Icons 01: Tchaikovsky.
The Canberra Youth Orchestra: Llewellyn Hall. Sunday, April 3, 7.30pm. musicforcanberra.org.au.
There have been some changes made and events planned that will make 2016 an exciting year for the Canberra Youth Orchestra.
Kathleen Grant is the chief executive and artistic director of Music for Canberra, the not-for-profit umbrella organisation that includes the CYO. She says the orchestra has doubled in size – from 32 members to 64 – under its new conductor, Leonard Weiss, who was appointed last year.
"Leonard is very, very proactive in securing new talent," she says.
Grant says the orchestra has forged a relationship with the Australian National University and been endorsed by the vice-chancellor, Professor Brian Schmidt, who first came to Canberra as an 18-year-old French horn player with the Anchorage Youth Symphony. This year, the CYO has been named a flagship ensemble by the ANU. Students studying at the university – whether at the School of Music or in another degree – who play in the CYO can apply to have their performance contribution to the orchestra assessed as part of their degree. Eight ANU students are taking advantage of that assessment opportunity this year.
Weiss says up to 10 more ANU students may join the orchestra.
In August, the CYO will host a visit from the Mannheim Youth Orchestra on their Australian tour, supported by the Embassy of the Federal Republic of Germany.
Canberra composer and music educator Larry Sitsky is the inaugural patron of the Canberra Youth Orchestra. He was formerly patron of Canberra Youth Music, one of the organisations subsumed into Music for Canberra.
"He's one of the foremost composers and musical figures in Australia and had had a lengthy association with music in Canberra and Canberra Youth Music," Weiss says.
"I'm hoping we can program more Australian music."
But for the moment, he's focusing on the 2016 program and the orchestra's first four-concert Subscription Series, which will take place in Llewellyn Hall with the support of ArtsACT. The theme for this year's series is Icons, focusing on some of the major composers of the past 150 years including George Gershwin and Jean Sibelius.
In the first concert the central work is Pyotr Ilyich Tchaikovsky's Symphony No. 6 in B minor, Op. 74, Pathetique, programmed as one of the key works of the Romantic repertoire.
Weiss says Pathetique is the most technically challenging symphony of those programmed this year for the orchestra "but nothing we can't overcome". That it's so well known is a challenge in itself: "It means we really have to nail it."
The Russian composer died of cholera at the age of 53 nine days after conducting the premiere of the symphony in 1893. Tchaikovsky's death and the meaning of his final work have been subject to much speculation and rumour since, particularly the symphony's slow, sorrowful finale, ebbing away into silence.
Weiss says the nickname "Pathetique" here refers to "pathos" and says the composer intended the work as a programmatic symphony and while the exact nature of that program has been debated, he thinks it's about life and death.
"You have these delightful melodies that pervade the entire symphony of sheer joy and on the flipside you have the inevitability of death – they're two sides of the same coin."
Also on the program is the overture to Zampa by Ferdinand Herold and a selection of opera highlights and popular songs sung by Canberra soprano Louise Page.
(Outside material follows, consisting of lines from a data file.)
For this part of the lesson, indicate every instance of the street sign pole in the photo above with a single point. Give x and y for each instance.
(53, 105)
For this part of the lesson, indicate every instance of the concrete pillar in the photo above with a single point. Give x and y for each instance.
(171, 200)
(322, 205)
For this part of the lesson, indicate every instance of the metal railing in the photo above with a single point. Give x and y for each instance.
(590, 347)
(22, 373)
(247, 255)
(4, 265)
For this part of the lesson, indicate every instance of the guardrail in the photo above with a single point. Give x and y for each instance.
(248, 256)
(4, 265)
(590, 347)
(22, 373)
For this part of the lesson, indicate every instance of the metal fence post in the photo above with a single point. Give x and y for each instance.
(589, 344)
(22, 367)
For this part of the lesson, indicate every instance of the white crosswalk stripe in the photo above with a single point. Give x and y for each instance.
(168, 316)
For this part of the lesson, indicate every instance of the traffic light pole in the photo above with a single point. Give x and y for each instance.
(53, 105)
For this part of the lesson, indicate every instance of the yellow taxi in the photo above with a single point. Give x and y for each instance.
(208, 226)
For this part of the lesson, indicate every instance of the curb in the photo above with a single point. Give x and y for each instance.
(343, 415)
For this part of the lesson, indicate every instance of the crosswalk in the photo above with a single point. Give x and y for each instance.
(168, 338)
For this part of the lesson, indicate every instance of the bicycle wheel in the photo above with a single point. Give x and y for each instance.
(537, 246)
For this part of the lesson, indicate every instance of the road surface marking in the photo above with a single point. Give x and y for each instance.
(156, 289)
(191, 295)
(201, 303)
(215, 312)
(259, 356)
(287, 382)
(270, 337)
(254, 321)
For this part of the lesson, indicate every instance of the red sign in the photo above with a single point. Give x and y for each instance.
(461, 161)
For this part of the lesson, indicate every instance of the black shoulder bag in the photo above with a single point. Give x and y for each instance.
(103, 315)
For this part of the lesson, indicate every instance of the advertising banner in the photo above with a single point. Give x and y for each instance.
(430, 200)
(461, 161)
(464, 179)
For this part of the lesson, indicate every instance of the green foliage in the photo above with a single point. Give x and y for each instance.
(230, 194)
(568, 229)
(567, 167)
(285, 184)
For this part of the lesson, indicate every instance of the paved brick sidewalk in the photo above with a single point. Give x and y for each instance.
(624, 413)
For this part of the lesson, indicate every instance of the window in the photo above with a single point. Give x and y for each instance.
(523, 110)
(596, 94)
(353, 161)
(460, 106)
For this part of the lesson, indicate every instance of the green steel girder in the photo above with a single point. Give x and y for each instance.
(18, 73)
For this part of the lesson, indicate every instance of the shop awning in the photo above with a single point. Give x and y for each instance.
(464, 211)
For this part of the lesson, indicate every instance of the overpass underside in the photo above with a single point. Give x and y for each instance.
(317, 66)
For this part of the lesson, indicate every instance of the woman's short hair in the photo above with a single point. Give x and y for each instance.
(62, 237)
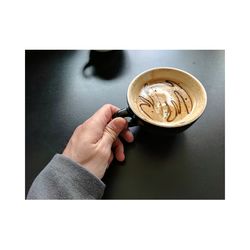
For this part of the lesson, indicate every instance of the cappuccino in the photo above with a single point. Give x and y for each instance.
(164, 101)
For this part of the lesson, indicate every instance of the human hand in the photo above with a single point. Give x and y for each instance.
(95, 142)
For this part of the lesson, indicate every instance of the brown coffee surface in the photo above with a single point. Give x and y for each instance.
(164, 101)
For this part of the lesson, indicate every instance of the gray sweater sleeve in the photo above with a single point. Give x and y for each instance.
(63, 178)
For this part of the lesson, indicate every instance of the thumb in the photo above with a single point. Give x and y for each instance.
(112, 130)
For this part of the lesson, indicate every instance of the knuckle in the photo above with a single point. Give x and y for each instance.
(110, 131)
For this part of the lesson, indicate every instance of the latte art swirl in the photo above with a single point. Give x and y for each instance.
(164, 101)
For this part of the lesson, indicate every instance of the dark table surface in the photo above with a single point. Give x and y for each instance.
(59, 96)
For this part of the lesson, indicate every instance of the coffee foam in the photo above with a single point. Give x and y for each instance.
(164, 101)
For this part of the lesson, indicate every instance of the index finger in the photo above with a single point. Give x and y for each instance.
(103, 116)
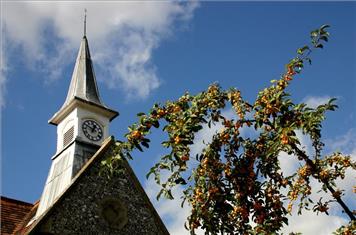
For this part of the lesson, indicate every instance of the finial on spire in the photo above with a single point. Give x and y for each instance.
(85, 22)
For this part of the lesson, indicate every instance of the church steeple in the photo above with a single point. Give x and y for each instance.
(83, 87)
(83, 84)
(82, 126)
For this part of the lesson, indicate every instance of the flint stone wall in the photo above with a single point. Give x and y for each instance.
(78, 212)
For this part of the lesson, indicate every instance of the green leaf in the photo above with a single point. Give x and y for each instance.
(319, 45)
(145, 144)
(324, 26)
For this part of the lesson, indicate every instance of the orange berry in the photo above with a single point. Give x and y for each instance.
(185, 158)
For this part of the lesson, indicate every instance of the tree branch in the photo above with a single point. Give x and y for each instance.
(328, 186)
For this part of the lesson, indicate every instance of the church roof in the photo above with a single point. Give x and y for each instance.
(83, 86)
(13, 213)
(32, 227)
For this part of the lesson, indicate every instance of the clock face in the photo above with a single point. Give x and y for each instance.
(92, 130)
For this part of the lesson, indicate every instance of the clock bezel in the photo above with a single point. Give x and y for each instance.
(88, 135)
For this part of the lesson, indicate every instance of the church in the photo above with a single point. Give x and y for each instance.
(78, 196)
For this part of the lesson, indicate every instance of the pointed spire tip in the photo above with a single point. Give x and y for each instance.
(85, 22)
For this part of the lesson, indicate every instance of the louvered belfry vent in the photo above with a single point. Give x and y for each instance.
(68, 136)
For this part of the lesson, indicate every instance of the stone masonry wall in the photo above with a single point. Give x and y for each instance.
(80, 210)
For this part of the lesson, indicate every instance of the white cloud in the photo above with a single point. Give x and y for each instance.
(309, 223)
(315, 101)
(122, 35)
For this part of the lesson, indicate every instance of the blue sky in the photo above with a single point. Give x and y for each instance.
(152, 52)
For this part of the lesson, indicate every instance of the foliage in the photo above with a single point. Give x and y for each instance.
(237, 185)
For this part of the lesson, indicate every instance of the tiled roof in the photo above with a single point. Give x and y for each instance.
(12, 214)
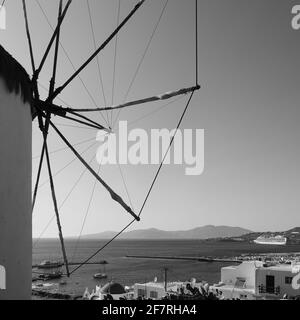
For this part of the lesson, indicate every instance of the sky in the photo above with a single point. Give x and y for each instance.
(248, 106)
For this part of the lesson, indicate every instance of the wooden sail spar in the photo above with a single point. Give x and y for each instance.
(164, 96)
(46, 108)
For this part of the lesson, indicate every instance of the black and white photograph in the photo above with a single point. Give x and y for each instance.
(149, 151)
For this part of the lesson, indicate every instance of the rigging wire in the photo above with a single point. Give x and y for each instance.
(86, 213)
(162, 162)
(101, 48)
(155, 111)
(67, 165)
(197, 39)
(62, 204)
(98, 63)
(70, 61)
(73, 126)
(142, 59)
(115, 63)
(125, 186)
(66, 148)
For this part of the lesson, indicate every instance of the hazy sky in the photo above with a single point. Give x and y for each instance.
(248, 105)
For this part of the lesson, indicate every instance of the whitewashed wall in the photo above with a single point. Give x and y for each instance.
(15, 195)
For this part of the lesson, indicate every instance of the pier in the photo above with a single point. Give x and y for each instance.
(199, 259)
(69, 263)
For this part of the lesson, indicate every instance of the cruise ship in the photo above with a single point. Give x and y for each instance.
(273, 240)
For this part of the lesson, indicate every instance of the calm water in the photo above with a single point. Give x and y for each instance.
(127, 271)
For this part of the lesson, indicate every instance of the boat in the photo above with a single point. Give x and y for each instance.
(50, 264)
(100, 276)
(272, 240)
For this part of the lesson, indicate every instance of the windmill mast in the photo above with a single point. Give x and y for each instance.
(15, 182)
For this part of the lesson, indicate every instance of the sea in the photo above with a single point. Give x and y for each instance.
(128, 271)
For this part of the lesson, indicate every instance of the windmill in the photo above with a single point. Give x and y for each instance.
(45, 109)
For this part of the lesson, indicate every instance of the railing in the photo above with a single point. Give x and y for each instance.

Page will sing arias from operas including Don Giovanni and Madama Butterfly and songs by Rodgers and Hammerstein and Andrew Lloyd Webber.
"She goes from Mozart operas to Puccini arias and she doesn't even flinch," Weiss says.
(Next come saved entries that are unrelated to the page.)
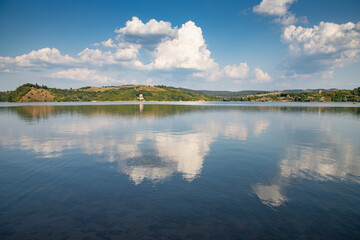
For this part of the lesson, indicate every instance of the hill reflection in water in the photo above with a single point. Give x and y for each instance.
(192, 164)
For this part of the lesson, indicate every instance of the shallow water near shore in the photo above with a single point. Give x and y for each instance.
(179, 171)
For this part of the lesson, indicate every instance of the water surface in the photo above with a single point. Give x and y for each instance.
(180, 171)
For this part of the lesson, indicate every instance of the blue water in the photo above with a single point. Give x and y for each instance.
(179, 171)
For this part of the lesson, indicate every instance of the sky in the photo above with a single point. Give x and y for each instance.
(204, 44)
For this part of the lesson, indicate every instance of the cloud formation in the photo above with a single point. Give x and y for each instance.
(278, 9)
(138, 47)
(322, 47)
(261, 76)
(41, 57)
(150, 33)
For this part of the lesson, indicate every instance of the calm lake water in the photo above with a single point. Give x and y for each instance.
(180, 171)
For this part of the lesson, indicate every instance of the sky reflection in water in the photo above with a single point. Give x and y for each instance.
(266, 151)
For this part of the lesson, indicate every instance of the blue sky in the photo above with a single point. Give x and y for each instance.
(214, 45)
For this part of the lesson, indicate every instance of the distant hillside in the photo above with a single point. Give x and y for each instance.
(225, 93)
(35, 93)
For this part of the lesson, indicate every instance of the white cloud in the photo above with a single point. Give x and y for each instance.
(136, 27)
(261, 77)
(322, 47)
(278, 9)
(82, 74)
(41, 57)
(148, 34)
(273, 7)
(109, 43)
(233, 71)
(164, 47)
(187, 50)
(100, 58)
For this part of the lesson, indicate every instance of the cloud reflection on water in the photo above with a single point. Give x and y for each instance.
(144, 152)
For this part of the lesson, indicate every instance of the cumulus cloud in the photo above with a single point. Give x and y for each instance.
(261, 77)
(278, 9)
(322, 47)
(240, 71)
(100, 58)
(148, 33)
(165, 48)
(188, 51)
(109, 43)
(41, 57)
(82, 74)
(273, 7)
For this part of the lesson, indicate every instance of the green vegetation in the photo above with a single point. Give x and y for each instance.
(113, 93)
(305, 96)
(164, 93)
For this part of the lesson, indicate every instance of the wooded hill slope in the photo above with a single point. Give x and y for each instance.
(35, 93)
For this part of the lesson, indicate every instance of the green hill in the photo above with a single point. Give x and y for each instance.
(35, 93)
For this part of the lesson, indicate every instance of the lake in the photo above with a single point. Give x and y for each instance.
(180, 171)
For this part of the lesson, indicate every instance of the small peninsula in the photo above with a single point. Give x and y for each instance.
(40, 93)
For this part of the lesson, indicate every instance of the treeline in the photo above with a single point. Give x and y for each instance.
(320, 96)
(121, 93)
Weiss, at, 23, is young himself, leading an orchestra whose members are mostly aged between 17 and 23. Even younger is Helena Popovic, a 21-year-old music and law student who joined the orchestra as concertmaster this year.
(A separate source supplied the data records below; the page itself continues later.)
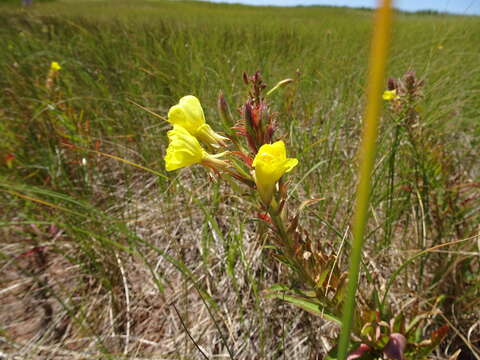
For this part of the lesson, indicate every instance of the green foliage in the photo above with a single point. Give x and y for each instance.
(77, 147)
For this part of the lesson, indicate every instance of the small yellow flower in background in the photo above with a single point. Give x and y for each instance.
(185, 150)
(188, 113)
(55, 66)
(270, 164)
(390, 95)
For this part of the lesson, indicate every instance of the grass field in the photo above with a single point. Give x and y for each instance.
(100, 258)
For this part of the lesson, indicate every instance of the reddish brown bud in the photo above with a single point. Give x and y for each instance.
(223, 109)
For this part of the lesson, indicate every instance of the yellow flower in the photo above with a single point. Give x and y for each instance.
(390, 95)
(188, 113)
(55, 66)
(270, 164)
(185, 150)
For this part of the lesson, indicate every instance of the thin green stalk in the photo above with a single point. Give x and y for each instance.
(378, 57)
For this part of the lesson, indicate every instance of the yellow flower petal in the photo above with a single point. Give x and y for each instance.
(188, 113)
(55, 66)
(270, 164)
(183, 149)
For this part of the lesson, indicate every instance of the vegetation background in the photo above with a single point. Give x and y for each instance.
(102, 259)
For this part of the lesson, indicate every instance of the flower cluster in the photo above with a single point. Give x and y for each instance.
(261, 166)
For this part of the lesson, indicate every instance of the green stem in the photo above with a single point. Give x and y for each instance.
(378, 57)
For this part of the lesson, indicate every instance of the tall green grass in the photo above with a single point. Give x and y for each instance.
(122, 226)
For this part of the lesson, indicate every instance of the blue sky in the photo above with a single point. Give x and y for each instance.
(453, 6)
Popovic, from Sydney, brings long experience to the position. She was a member of the Sydney Youth Orchestra for more than a decade and played with the SBS Radio and Television Orchestra for three years, ending her time in the latter as its concertmaster.
She came to Canberra in 2014 to study at the ANU and began playing in local shows and concerts. It was probably through this work, she says, that Weiss heard of her or heard her and recruited her for the CYO.
"It's quite an experience," she says of working with the orchestra, with the range of experience already including working with Page on the accompanist role – not what a youth orchestra usually does – and rehearsing the Tchaikovsky symphony.
As concertmaster, she assumes a leadership role for the orchestra, not just the string section, mentoring players and acting as a liaison between them and the orchestral organisation.
Popovic began studying the violin when she was 3½ after a slightly older neighbour received one – "I was very jealous; I had nothing like it" – and stuck with it. She says the Sydney music scene is somewhat more "insular" than in Canberra, where she's done everything from play in the pit for Jesus Christ Superstar at the AIS Arena to play in Voices in the Forest and in the Canberra International Music Festival.
"It's been great, a great experience."
And now, she's part of the Canberra Youth Orchestra and intends to be for the foreseeable future.
"As long as I'm in Canberra I'll do what I can."